I conducted experiments using two different model architectures to evaluate their impact on performance.

- **The first approach** : involved adding a single dropout layer followed by one linear layer.
- **The second approach** : incorporated two dropout layers along with three fully connected (dense) layers.
  
After training and evaluating both models, the results indicated that the first approach achieved superior performance in terms of accuracy and F1 score. This suggests that a simpler architecture with fewer layers and regularization performed better, possibly due to reduced overfitting and more efficient learning. 

One regret during repeating the experiment, did not save the notebool, lost the best parameter information and just got submission score result on the board. The below screen shot was from the first approach using a single dropout layer followed by one linear layer.

![Image](https://github.com/user-attachments/assets/72b3c6fc-ce7f-4c78-a677-9011a1359c5a)

# 14. Conclusion

- The better performance of the first experiment (with simpler setting as I mentioned initially) suggests that a simpler model was able to generalize better and avoid overfitting. The second experiment, with more complex layers, likely suffered from difficulties in training or overfitting. This highlights an important lesson: increasing model complexity doesn’t always lead to better performance. Choosing the right model complexity and regularization techniques is key to optimizing performance.
  
- Throughout our exploration of hyperparameter tuning, gained a deeper understanding of the critical role that learning rate adjustments play, particularly in the context of the BERT model. Our findings revealed that BERT exhibits a unique sensitivity to learning rate changes, achieving optimal performance with an exceptionally low learning rate. This insight underscores the necessity of meticulous tuning, as it can significantly influence the model's ability to adapt and perform effectively across various training phases.
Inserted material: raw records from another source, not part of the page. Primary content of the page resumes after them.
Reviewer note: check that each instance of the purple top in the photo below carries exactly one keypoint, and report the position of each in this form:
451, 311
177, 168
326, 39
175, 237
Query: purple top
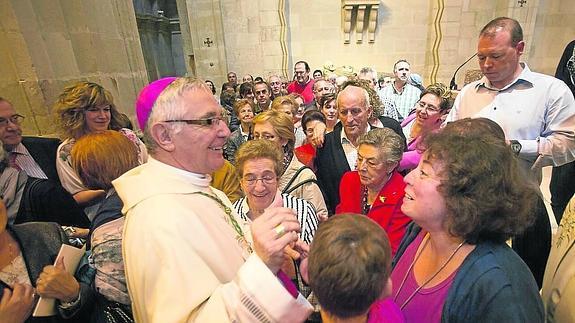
385, 311
427, 304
- In our experimentation, we also attempted to enhance the BERT architecture by adding additional layers to improve its capacity for learning complex patterns. However, despite all the efforts, the performance metrics did not meet our expectations. This prompted a reevaluation of our approach, leading us to consider RoBERTa as a promising alternative. Known for its robust training methodology and improved performance on various benchmarks, RoBERTa presents an exciting opportunity to further explore the capabilities of transformer-based models.

- As we transition to RoBERTa, we remain committed to the principles of effective hyperparameter tuning, including the integration of dynamic learning rate schedules that adapt based on performance fluctuations. This approach will not only help us refine our models but also ensure that we maximize their potential in understanding and generating human-like text.

- In summary, our exploration of BERT and the subsequent decision to pivot toward RoBERTa highlights the iterative nature of model development in machine learning. Each step, whether a success or a setback, contributes to our understanding and ultimately guides us toward achieving superior performance in our natural language processing endeavors. As we continue this journey, we are excited about the possibilities that lie ahead with RoBERTa and the insights we will gain through further experimentation and tuning.